In photos, I was very slim and there are only stolen glimpses of this Bruce Springsteen and the E Street Band T-shirt, which seems appropriate since the man who gave it to me was someone I was having an affair with. He lived in a Californian mansion and I lived in a tiny New York studio where the landlord couldn’t believe my parents didn’t have enough money to co-sign. Especially for women. Especially as we are deemed, with each passing decade, to be of diminishing value. Because someone who is that crazy, someone who takes beyond their fair share with their broken energy, cannot be the one to tell you you no longer exist.”The Hungover Games by Sophie Heawood is one of the only books I have allowed myself to re-read in recent years. A hilarious memoir based between London and LA, such is my obsession with it that I will read anything and everything that Heawood subsequently recommends. And so it was that when she recently shared a picture of Busy Being Free by Emma Forrest on its publication day, I soon after bought it, and moved it to the top of my ever-growing pile of books I Want To Finish Before The Year Is Out. Writer Emma Forrest is switching from Bloomsbury to Weidenfeld & Nicolson with anew memoir, Busy Being Free, billed as "a love letter to being alive or alone". Compelling, mystical, deeply moving, darkly funny. Busy Being Free is a poetic, incisive, uncensored study of female solitude. I adored it. * Dolly Alderton * Having said that, there were parts of the book that I really enjoyed and that also made me reflect on my own experiences in a new light. She redeemed herself for the fact I had to keep looking up words.

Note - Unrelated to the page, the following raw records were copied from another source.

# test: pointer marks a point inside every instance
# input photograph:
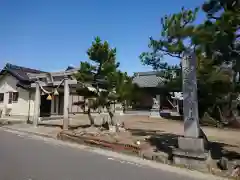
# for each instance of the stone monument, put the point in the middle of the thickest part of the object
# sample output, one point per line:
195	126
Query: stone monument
191	149
155	111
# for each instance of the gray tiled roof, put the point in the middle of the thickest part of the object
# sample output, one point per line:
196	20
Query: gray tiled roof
19	72
148	79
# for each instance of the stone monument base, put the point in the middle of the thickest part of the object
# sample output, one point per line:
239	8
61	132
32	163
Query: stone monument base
190	153
155	113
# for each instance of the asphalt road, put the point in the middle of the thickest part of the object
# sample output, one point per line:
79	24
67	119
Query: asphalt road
25	158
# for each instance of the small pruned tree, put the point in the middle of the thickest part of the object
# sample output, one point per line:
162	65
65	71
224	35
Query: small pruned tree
100	73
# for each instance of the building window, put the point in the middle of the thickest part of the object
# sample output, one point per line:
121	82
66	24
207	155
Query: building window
13	97
1	97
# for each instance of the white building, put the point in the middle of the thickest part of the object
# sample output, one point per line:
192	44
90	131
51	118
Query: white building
24	93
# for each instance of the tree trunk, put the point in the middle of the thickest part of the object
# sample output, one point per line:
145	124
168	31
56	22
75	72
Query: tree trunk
90	117
111	114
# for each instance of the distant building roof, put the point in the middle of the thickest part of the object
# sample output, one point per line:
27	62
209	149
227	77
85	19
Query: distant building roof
148	79
19	72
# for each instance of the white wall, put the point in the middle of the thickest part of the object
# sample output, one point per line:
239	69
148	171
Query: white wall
8	84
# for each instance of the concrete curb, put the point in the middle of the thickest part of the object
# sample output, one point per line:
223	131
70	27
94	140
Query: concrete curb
29	132
144	155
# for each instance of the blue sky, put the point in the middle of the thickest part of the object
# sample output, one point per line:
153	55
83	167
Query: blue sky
52	34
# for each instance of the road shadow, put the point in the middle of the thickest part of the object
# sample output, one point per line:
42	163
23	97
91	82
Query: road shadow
166	142
219	150
161	141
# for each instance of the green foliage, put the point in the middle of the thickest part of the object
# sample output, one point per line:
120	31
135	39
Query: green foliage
215	42
102	72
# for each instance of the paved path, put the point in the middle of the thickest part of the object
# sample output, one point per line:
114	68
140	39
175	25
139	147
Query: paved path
25	157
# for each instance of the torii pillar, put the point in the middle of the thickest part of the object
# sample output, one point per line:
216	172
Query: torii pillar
66	104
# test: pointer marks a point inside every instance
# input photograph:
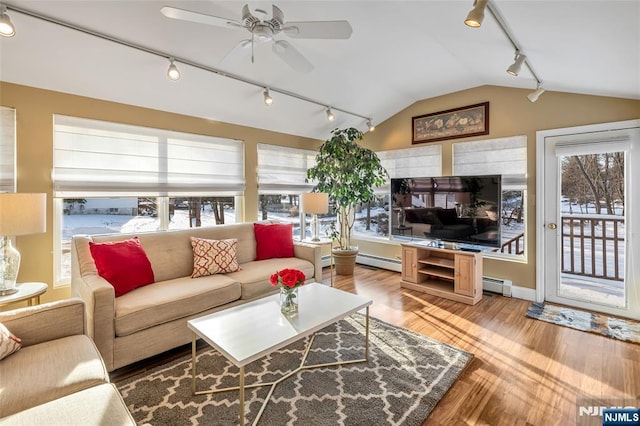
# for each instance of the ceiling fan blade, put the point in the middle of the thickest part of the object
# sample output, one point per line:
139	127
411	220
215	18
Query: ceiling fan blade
289	54
201	18
319	29
237	52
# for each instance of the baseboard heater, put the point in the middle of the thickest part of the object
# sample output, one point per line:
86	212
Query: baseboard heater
497	285
379	262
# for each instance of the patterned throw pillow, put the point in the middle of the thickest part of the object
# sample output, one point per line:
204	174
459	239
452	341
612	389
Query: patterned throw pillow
8	342
214	256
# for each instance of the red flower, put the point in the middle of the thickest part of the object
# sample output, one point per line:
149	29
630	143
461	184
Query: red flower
290	278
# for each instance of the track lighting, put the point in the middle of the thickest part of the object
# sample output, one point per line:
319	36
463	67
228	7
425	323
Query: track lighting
6	26
476	15
173	73
330	115
268	100
514	68
533	96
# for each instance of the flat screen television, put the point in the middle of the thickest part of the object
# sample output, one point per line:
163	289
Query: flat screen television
459	209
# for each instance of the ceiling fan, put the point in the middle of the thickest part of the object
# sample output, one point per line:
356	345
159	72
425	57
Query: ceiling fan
265	30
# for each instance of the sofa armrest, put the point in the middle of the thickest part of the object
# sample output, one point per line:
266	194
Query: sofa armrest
312	253
49	321
98	295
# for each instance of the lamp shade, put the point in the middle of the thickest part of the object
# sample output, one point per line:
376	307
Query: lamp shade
22	214
315	202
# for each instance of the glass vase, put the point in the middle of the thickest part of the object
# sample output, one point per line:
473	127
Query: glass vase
289	301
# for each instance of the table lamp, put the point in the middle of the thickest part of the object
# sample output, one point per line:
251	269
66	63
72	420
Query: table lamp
315	203
20	214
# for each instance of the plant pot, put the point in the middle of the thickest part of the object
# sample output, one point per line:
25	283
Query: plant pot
345	260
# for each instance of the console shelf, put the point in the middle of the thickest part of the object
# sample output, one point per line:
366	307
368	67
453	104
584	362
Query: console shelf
452	274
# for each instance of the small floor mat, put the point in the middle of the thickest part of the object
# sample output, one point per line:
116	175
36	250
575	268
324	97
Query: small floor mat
616	328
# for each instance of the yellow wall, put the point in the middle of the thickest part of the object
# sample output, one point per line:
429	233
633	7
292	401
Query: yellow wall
510	114
34	114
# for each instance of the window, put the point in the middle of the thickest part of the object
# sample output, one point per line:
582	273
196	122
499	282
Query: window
282	172
373	219
507	157
111	177
7	149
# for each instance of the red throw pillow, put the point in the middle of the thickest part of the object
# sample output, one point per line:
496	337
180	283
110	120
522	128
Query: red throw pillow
124	264
273	240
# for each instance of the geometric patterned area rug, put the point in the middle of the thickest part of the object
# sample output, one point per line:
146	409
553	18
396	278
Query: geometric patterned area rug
616	328
407	374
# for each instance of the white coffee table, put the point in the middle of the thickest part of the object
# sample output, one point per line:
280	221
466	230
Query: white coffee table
248	332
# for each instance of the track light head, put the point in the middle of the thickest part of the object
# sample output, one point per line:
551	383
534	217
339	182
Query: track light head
533	96
514	68
6	26
173	73
330	115
476	15
268	100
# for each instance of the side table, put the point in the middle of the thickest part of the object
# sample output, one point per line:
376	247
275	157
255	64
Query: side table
26	291
324	242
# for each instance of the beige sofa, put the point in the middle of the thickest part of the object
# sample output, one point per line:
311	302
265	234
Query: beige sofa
152	319
57	377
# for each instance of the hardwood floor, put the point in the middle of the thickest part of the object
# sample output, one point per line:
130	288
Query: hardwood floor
524	371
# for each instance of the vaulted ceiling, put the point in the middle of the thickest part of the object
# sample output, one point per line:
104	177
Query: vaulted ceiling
399	52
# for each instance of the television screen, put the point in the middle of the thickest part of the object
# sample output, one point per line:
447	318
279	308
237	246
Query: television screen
459	209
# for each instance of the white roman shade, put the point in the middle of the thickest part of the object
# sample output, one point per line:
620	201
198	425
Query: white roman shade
421	161
503	156
97	158
7	149
283	170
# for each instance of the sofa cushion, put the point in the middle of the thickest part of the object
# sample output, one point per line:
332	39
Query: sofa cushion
214	256
124	264
254	276
166	301
99	405
47	371
8	342
273	240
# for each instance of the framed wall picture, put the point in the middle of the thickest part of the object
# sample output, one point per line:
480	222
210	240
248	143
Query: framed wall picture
472	120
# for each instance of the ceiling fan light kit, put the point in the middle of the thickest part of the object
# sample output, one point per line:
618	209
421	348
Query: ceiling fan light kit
267	30
474	20
298	29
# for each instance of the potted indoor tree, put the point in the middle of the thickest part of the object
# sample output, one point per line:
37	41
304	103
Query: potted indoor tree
349	173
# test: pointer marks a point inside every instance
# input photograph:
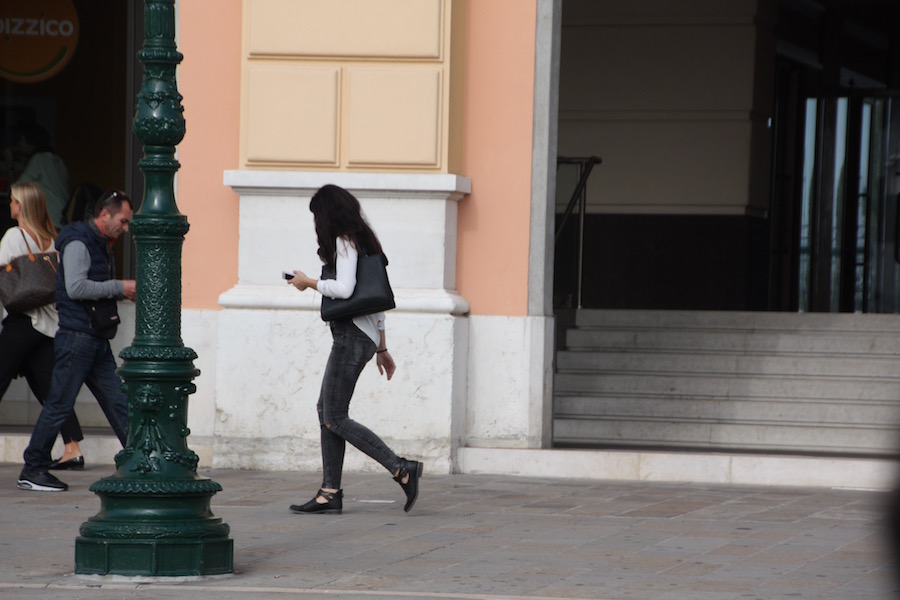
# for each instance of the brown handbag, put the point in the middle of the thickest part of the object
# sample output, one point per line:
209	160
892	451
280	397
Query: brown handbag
29	280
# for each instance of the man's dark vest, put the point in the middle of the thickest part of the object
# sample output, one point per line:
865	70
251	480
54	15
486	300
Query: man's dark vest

For someone whose career has started in journalism, I didn’t ask anybody anywhere any of the most basic questions. I asked some interesting abstract ones. I think this made for good interviews and less successful life choices.” A heart-rending and acerbic memoir of appetite and abstinence -- Polly Samson, author of A Theatre for Dreamers I was at the cemetery, admiring the flowers and books at the graves of Karl Marx and Douglas Adams. The thing found most painful about divorce is that there was no Mark spot at which to leave offerings…. Songs are the place to leave offerings by everything you lost and everything that stayed - and they’re the flowers too.” She does not attempt to extrapolate universal meanings or turn her hard-won insights into lessons for other women I've really never read about sex and been so sharply reminded about how much it is tied up with the fundamentals of being a woman. This deep part of ourselves that somehow gets side-lined and subordinated by everything else. This ecstatic voice we so often manage to ignore. I can hear Emma's voice though, and it's woken me up -- Minnie Driver, author of Managing ExpectationsFranklin said: “I have worshipped Emma Forrest from afar for a very long time. She is one of our very best writers. Her first memoir Your Voice in My Head is a cult classic that inspires total passion from all who read it, and I feel absolutely certain that her second, Busy Being Free, will elicit the same response.